Representatives from Counseling Services and Student Life weigh in
Views | Matt Kelley
Editor-in-Chief Matt Kelley polls various Bethel representatives about life and love.
Confession time: I feel like an outsider. I spent three years at two public colleges before attending Bethel, so when I arrived on campus, several things struck me as odd, but none more so than the dating culture here. Gadkin, Nikdag, floor roulettes, ring by spring, group dates – it was all new to me.
So when we decided to put out The Love Issue, I had every intention of writing a well-researched editorial on the pros and cons – well, mostly cons – of Bethel’s dating culture. But when I spoke with Myrla Seibold and Nathan Freeburg, of Counseling Services and Student Life, respectively, they articulated all of my observations, concerns and impressions better than I could have hoped to. Rather than muddy it up with my own language, I figured I’d let them speak for themselves.

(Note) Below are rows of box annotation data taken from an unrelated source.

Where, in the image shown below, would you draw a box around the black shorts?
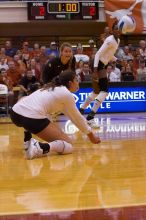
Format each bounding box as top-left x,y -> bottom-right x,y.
10,110 -> 50,134
97,60 -> 107,71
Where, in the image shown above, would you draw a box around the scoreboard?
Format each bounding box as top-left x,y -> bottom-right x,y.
27,1 -> 99,20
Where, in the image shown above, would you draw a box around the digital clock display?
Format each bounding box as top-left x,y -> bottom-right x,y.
48,2 -> 79,13
27,1 -> 99,20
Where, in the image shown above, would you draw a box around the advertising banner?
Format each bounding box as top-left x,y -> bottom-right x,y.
104,0 -> 146,34
74,86 -> 146,113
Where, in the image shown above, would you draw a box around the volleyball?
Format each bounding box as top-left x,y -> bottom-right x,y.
118,15 -> 136,34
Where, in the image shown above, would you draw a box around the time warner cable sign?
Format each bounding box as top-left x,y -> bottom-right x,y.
74,86 -> 146,113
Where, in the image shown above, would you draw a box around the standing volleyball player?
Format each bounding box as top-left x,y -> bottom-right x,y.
42,42 -> 76,84
80,23 -> 121,121
10,70 -> 100,159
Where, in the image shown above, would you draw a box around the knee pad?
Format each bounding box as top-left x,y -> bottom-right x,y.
92,79 -> 100,94
49,140 -> 73,154
96,92 -> 108,103
99,77 -> 108,92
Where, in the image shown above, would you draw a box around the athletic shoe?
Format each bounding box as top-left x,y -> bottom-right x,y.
26,138 -> 44,160
87,118 -> 100,129
79,108 -> 85,115
49,140 -> 73,154
23,139 -> 31,150
86,111 -> 95,121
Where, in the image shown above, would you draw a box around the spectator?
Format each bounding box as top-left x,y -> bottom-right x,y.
18,70 -> 40,99
0,57 -> 9,70
136,60 -> 146,81
121,46 -> 134,61
5,40 -> 17,57
46,41 -> 59,59
136,40 -> 146,60
0,69 -> 14,108
74,45 -> 89,63
106,64 -> 121,82
121,65 -> 134,81
6,61 -> 22,87
100,26 -> 111,44
79,62 -> 92,82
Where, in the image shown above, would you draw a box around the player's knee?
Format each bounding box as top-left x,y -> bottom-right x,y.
96,91 -> 108,103
99,77 -> 108,92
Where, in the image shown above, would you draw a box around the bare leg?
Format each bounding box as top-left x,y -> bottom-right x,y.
36,123 -> 72,143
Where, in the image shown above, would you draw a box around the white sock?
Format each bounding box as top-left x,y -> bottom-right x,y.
81,92 -> 97,109
92,99 -> 101,113
49,140 -> 73,154
92,91 -> 108,113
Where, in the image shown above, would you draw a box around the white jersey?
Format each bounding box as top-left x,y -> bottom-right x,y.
94,35 -> 120,67
13,86 -> 91,134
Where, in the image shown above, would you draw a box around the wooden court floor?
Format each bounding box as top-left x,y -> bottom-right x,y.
0,113 -> 146,220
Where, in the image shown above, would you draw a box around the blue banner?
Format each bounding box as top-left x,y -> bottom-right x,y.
74,86 -> 146,113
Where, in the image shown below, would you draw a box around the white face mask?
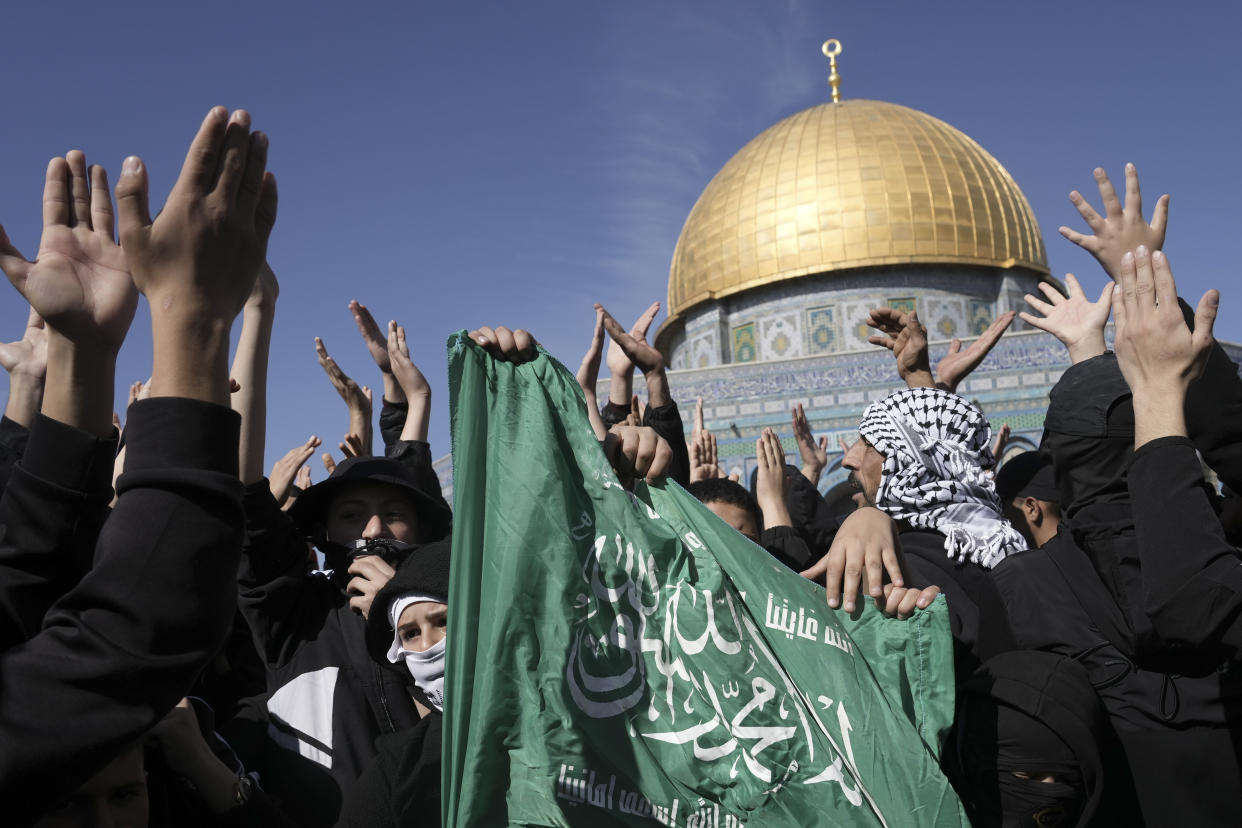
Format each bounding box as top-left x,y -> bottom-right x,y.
401,638 -> 447,713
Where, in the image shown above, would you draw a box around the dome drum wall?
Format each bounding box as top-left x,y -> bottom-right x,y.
658,266 -> 1047,370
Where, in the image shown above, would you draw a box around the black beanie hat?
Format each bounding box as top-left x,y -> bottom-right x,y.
366,538 -> 452,664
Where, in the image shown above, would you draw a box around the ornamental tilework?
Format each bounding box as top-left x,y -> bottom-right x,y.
888,297 -> 914,313
733,322 -> 759,362
970,299 -> 994,336
688,330 -> 720,367
806,305 -> 837,354
433,337 -> 1242,497
759,313 -> 802,360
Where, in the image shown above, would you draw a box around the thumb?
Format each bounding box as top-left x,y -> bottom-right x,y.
117,155 -> 152,247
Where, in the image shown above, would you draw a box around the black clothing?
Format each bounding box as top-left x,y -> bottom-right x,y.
759,526 -> 815,572
1128,437 -> 1242,660
238,479 -> 419,826
337,710 -> 443,828
0,397 -> 242,824
600,401 -> 691,488
945,650 -> 1112,828
0,415 -> 117,648
785,466 -> 834,569
993,526 -> 1242,826
366,538 -> 452,664
0,415 -> 30,492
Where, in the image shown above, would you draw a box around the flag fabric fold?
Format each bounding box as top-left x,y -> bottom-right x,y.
443,331 -> 968,828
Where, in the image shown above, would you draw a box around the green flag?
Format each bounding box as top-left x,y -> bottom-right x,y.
443,331 -> 968,828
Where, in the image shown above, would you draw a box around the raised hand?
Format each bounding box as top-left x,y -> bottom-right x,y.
246,261 -> 281,312
117,107 -> 277,405
595,302 -> 673,408
267,434 -> 322,506
602,423 -> 673,488
0,308 -> 47,428
467,325 -> 539,365
794,402 -> 828,485
0,308 -> 47,384
0,150 -> 138,354
337,434 -> 370,459
345,555 -> 396,618
1021,273 -> 1115,365
755,428 -> 794,529
576,308 -> 609,439
876,583 -> 940,621
867,308 -> 935,389
314,336 -> 371,456
689,428 -> 724,483
1059,164 -> 1169,279
349,299 -> 405,412
1113,247 -> 1221,447
595,302 -> 662,379
935,310 -> 1016,391
802,506 -> 909,612
384,322 -> 431,442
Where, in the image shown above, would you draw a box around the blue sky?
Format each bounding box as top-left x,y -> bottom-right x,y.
0,0 -> 1242,469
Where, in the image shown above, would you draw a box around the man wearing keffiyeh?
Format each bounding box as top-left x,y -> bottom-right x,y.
845,387 -> 1026,569
842,308 -> 1027,679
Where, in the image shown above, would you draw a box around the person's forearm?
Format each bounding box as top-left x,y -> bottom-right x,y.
230,303 -> 276,485
609,365 -> 633,408
1133,387 -> 1186,451
1066,330 -> 1108,365
640,365 -> 673,408
42,330 -> 117,438
4,374 -> 43,428
0,397 -> 242,824
759,497 -> 794,530
148,315 -> 232,407
380,371 -> 405,405
401,392 -> 431,443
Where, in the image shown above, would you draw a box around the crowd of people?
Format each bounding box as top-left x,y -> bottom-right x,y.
0,107 -> 1242,827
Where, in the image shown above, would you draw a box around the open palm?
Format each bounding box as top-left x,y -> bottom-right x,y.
0,151 -> 138,350
1022,273 -> 1113,362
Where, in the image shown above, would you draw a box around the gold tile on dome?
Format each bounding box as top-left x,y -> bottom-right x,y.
669,101 -> 1047,317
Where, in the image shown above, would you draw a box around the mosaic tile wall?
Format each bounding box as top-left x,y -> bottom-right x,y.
668,266 -> 1040,370
435,327 -> 1242,503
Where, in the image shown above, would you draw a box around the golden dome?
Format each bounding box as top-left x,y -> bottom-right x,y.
668,101 -> 1048,320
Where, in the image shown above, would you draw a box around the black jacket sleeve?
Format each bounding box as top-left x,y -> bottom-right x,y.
1177,298 -> 1242,492
642,402 -> 691,487
0,415 -> 117,648
380,400 -> 410,457
600,400 -> 630,428
237,478 -> 327,669
0,415 -> 30,492
0,397 -> 242,824
1129,437 -> 1242,658
380,400 -> 448,508
759,526 -> 811,572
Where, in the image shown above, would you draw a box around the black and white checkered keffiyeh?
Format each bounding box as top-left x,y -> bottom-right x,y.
858,389 -> 1026,569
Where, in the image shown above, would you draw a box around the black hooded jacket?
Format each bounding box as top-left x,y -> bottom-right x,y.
945,650 -> 1117,828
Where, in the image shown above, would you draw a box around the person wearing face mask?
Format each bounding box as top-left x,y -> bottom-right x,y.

Seibold is a psychology professor and staff therapist with Counseling Services. She has young adult daughters and has worked at Bethel for two decades.
Freeburg is the associate dean of leadership and community development. He has been married nine years and has spent 15 years at Bethel, including his undergraduate education.
How would you describe Bethel’s dating culture?
Myrla Seibold: There’s a lot of pressure from the moment they walk through the door to find somebody. A lot of people come here with the expectation that, this is a Christian college, this is where I’ll find my mate.
Nathan Freeburg: I find some students – and probably more commonly with the female students – come here with the sole intent to find a partner.
How does that pressure compare to what other college students are under?
MS: I think there’s more intensity to it than at a state or secular university, where people can just hang out and you don’t assume. But at Bethel, assumptions are quickly made. If you’re seen sitting in the Commons having coffee with someone, the rumors start flying.
NF: I know from talking to students that there is some pressure from parents as well. They say, “We sent you here to find a nice boy (or girl). Why haven’t you done that yet?” I don’t know if that’s the majority necessarily, but I know that there is that pressure.
How do students typically respond to that pressure?
MS: There are those people who pair up freshman year and think, “This is it.”
NF: All that pressure causes students to just pack-date or group-date, instead of going on real dates. Because if they do, then that’s it; “Well, I’m stuck with this person.”
Is this the same for Christian students at all colleges?
NF: Size also has something to do with it. If you were at the University of Minnesota, you could go have coffee with someone in a million different places, and it wouldn’t feel like as public of a declaration.
Are events like Gadkin and Nikdag bad, considering they might alienate singles?
MS: The numbers are skewed here with many more women than men. So unless you’re drawing from a source outside of Bethel, there isn’t going to be a perfect match.
NF: I’ve talked to so many female students that say, "The guys are chicken – they won’t ask us out." But guys tell me that if you ask a girl out, that means that you are automatically getting married. But these events are a chance to ask someone out without feeling bad about it and without quite as much pressure. I think there’s a lot of safety there.
What is one piece of dating advice you’d give to Bethel students?
MS: It’s OK to go slow. You don’t have to be in a rush to find somebody. And even when you are in a relationship, it doesn’t have to be so serious. I see a lot of seniors who thought they wanted to marry somebody, but now that they’re engaged and talking about a real wedding, they’re not so sure. But whatever stage you’re in, it’s fine to just slow down.
NF: I think too often students try to find their identity in another person. Then when that relationship goes sour, they don’t know who they are. I’ve seen a lot of students get hurt that way, where they don’t know who they are and they take on part of this other person. I wish somehow students could take more time figuring out who they are and how God has gifted them.